The municipality of Maastricht (city in the south of the Netherlands) have posted a very good article about the Dutch drug policy on their website. Click here to read the whole article.
The Netherlands’ policy is good for public health because it results in relatively few hemp users and only a small percentage who switch to hard drugs. It is bad for society as a whole because production and distribution are in the hands of organised crime.
We can combat that by controlling not only the sale and consumption of cannabis, but also its cultivation and distribution, subject to strict conditions.
There is another factor to consider at local level, and particularly in border towns: the public nuisance caused by the many hemp tourists from abroad. One solution is to shift the coffee shops to the access roads, in sparsely populated areas.
A policy of this kind would require the cooperation of neighbouring municipalities that do not currently have coffee shops within their boundaries (the coffee shops are all located in core municipalities, such as Maastricht). They are far from eager to have coffee shops nearby.
We understand that entirely, but the alternative is even worse:
1. If neighbouring municipalities do not cooperate, a city like Maastricht will reduce the number of coffee shops: just enough to keep its own inhabitants supplied. The market will not shrink, and it will therefore move to the surrounding municipalities.

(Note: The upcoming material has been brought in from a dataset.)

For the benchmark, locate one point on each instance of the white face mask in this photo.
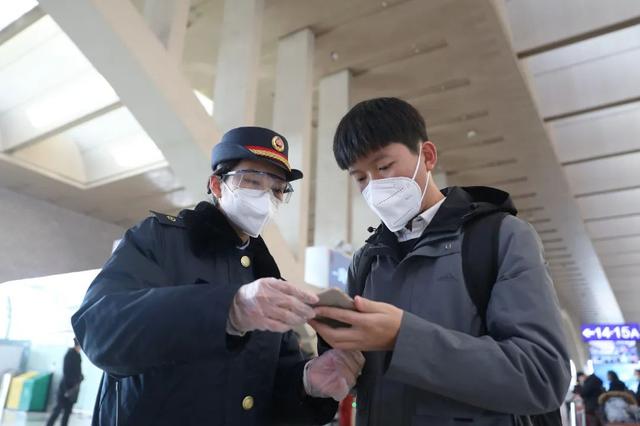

2. If The Hague refuses to cooperate on controlling the “back door” (cultivation and distribution), Maastricht will have to find some other way of restoring the balance, the consistency of the policy. It can only do that by shutting down all the coffee shops. If the back door remains locked, the front door will eventually have to be locked as well.
The neighbouring municipalities will face even bigger problems then. We mustn’t kid ourselves that the demand for hemp will fall.
The real victims in all this will be our young people. They will have to buy hemp from serious criminals who will not hesitate to sell them hard drugs as well. That is what is happening right now in France, the UK, the USA and many other Western countries, where many more people use hemp and hard drugs than in the Netherlands.
Strict control of both the front door and the back door and a sensible policy of dispersal are the best ways of ensuring the wellbeing of those who do and do not use cannabis.
But it’s a complete package, as we demonstrated earlier. Front door, back door and dispersal should all be combined in a single policy. Otherwise we will have to fall back on scenario 2, the current European model, which means more users, more people switching to hard drugs, more crime and greater damage to society.
Back in 1998, in a public letter addressed to UN Secretary General Kofi Annan, the renowned FBI crime-fighter Joseph McNamara and the Reagan Administration’s Secretary of State George Shultz drew what was, for them, a notable – in fact a bold – conclusion. But it was in fact a conclusion that we too could have reached long ago, if we had forced ourselves to look at the drug problem rationally instead of from a moral perspective. The letter, which was co-signed by former Dutch prime minister Andreas van Agt, states: “The global war on drugs is now causing more harm than drug abuse itself.”